A lot of us have turned to lifting as a way to manage ourselves mentally. I don’t know how you can exist socially within this community and not acknowledge this. Further, I don’t know why people struggle so much with addressing their own emotions or at least addressing the emotions of those around them, particularly the emotions of those for whom they ostensibly hold some level of affection.
Our society appears to have a default setting that is to not acknowledge the existence of emotional health at all costs until someone’s emotional health has become so poor that those around them cannot help but do so. This is the standard. This is the status quo. The way people react to discussion of mental health looks very close to the discomfort and fear with which people have reacted to such concepts as witchcraft in past centuries. I watch and experience and listen to the experiences of this particular variety of cultural dysfunction on a daily basis.
And it is at this point in my life that I find the continued fear, minimization, and continued attempts to erase emotional life akin to denying the earth is a sphere. If you blow through life avoiding your own emotions and denying the expression and existence thereof in others around you, you are a flat-earther variant. You cannot be a fully functioning adult human being if you do not take responsibility for your own emotional existence. To be a “good person,” dare I suggest that you must further take responsibility for how you impact others emotionally in addition to your own self-management. So you are kind when possible. You are aware of what you put out into the world, and I mean that as broadly as it sounds. This is not a small task. It is enormously taxing and takes constant self-awareness.
People who are capable of constant self-awareness are subsequently more susceptible to being overwhelmed by a culture that is absolutely glutted with all forms of media, information, and exchange. Today alone I have seen at least three different sets of statistics pointing towards rising suicide rates over the span of recent decades. I do not think I am off-base in suggesting that today we are as isolated emotionally as ever in a world where we are as superficially connected as ever. This is not a new or original concern in the information age, but it is one that it is crucial we continue to recognize and mine.
It is crucial because while many of us are “out there” ostensibly showing ourselves to the world, such candid content is misleading. I know it is misleading because I have posted one way and felt another. I have tried to be as candid and as honest as possible but I have failed repeatedly. I do not feel I have lied, but I certainly have not divulged as deeply or as much as I could.I have tried to be open about when I am not okay, as much as I can, when I am able to put my pain out there. I can do more, I can face my own shit more, and I can do so in front of others with no shame more. I promise it, and I promise I will work on it and improve what I do in this regard because I believe that in doing so, in a small way I am countering an onslaught of human-generated content that is often swiss-cheesed by omitted struggle and pain and fear.
Do not judge mental health by what someone says, what someone creates. Do not appraise emotional stability based on what you see and read. Do. Not. I have been suicidal and no one would ever have guessed as much had they just encountered my instagram account. Indeed, this has been the case more than once in the past two years.

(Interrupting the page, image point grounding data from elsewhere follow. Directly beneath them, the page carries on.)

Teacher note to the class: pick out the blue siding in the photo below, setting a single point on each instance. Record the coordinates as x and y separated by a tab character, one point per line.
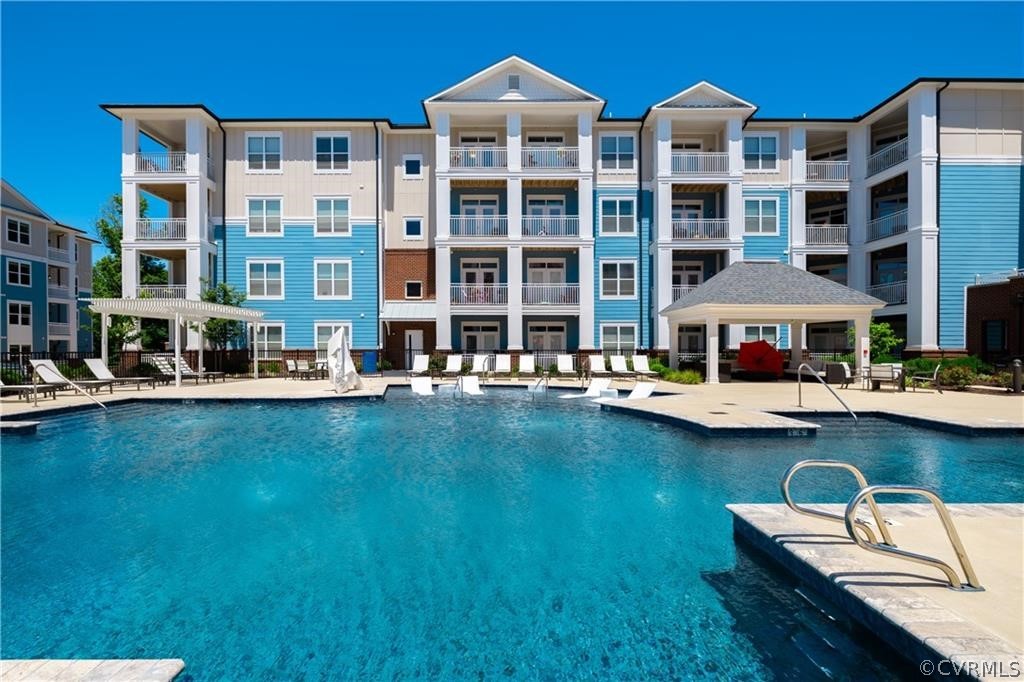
980	230
299	309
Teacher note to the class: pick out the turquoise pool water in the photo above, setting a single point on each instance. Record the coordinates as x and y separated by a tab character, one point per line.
441	538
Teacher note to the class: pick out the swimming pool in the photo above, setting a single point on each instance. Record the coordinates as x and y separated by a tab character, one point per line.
446	538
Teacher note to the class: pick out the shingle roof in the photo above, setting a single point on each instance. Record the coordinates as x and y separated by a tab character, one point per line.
751	283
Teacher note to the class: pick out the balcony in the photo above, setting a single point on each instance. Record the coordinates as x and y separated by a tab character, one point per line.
826	235
478	158
550	157
892	293
479	226
894	223
160	229
827	171
466	294
699	163
551	226
551	294
700	228
887	157
160	163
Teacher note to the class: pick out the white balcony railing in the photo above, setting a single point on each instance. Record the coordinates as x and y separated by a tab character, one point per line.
161	291
553	226
700	228
478	157
892	293
160	229
827	235
479	294
827	171
558	294
699	163
482	226
894	223
550	157
887	157
160	162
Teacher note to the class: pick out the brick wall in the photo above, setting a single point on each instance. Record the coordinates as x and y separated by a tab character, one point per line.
408	264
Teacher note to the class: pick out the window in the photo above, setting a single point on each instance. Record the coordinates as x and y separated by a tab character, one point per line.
334	279
616	152
19	314
617	216
264	216
412	165
18	231
18	272
619	279
617	339
265	279
332	152
332	217
761	152
767	333
414	228
263	153
761	216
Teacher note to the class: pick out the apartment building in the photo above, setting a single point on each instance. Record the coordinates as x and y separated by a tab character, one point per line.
520	216
47	275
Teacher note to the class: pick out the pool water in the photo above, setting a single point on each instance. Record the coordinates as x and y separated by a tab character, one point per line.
443	538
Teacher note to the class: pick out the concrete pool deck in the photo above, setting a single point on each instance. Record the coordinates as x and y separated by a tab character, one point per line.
907	604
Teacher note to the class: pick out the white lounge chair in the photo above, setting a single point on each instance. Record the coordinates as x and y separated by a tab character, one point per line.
102	373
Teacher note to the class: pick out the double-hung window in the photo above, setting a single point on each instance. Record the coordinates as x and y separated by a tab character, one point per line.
619	279
334	279
265	279
332	217
761	216
264	216
263	153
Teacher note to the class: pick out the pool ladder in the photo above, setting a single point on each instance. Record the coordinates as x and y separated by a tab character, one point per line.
862	535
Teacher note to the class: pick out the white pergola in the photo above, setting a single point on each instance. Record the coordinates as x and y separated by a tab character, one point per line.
180	311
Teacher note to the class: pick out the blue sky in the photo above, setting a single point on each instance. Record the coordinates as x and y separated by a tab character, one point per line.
269	59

I have sat in my car and wondered if I should have myself committed to save myself from myself. I have lived in the prison of a mind I’m not sure I should always trust. I know I am not alone. I will say this again, and more: I know I am not alone, and some of the most internally beautiful people I have met have been in the same place I have just described.
We have no trouble celebrating people overcoming obstacle. You see this in the way we trill over a war hero’s feats or the manner in which someone with great physical disability found a way to perform some activity that would be performed without thought by an able-bodied person. And yet, we stop short of really digging into the dark places, the doubt, the depression, the stagnation, the long waiting periods, the nights spent lying on the floor motionless or the mornings where the act of tooth-brushing is closer to pulling one’s own teeth because it means doing another day, facing the mind during a period that seems insurmountable and ugly and horribly friendless. The mind is not always a friend to people who have achieved what look like great successes or made beautiful things.
I do not have any more to offer than anyone else. I often think I have much less. But I am very, very willing to say what I just said. I am willing to talk about it, to post about it, to yell about it when others prefer only whispered conversations. I will continue. And I will find beauty in the speech of anyone else willing to do the same thing.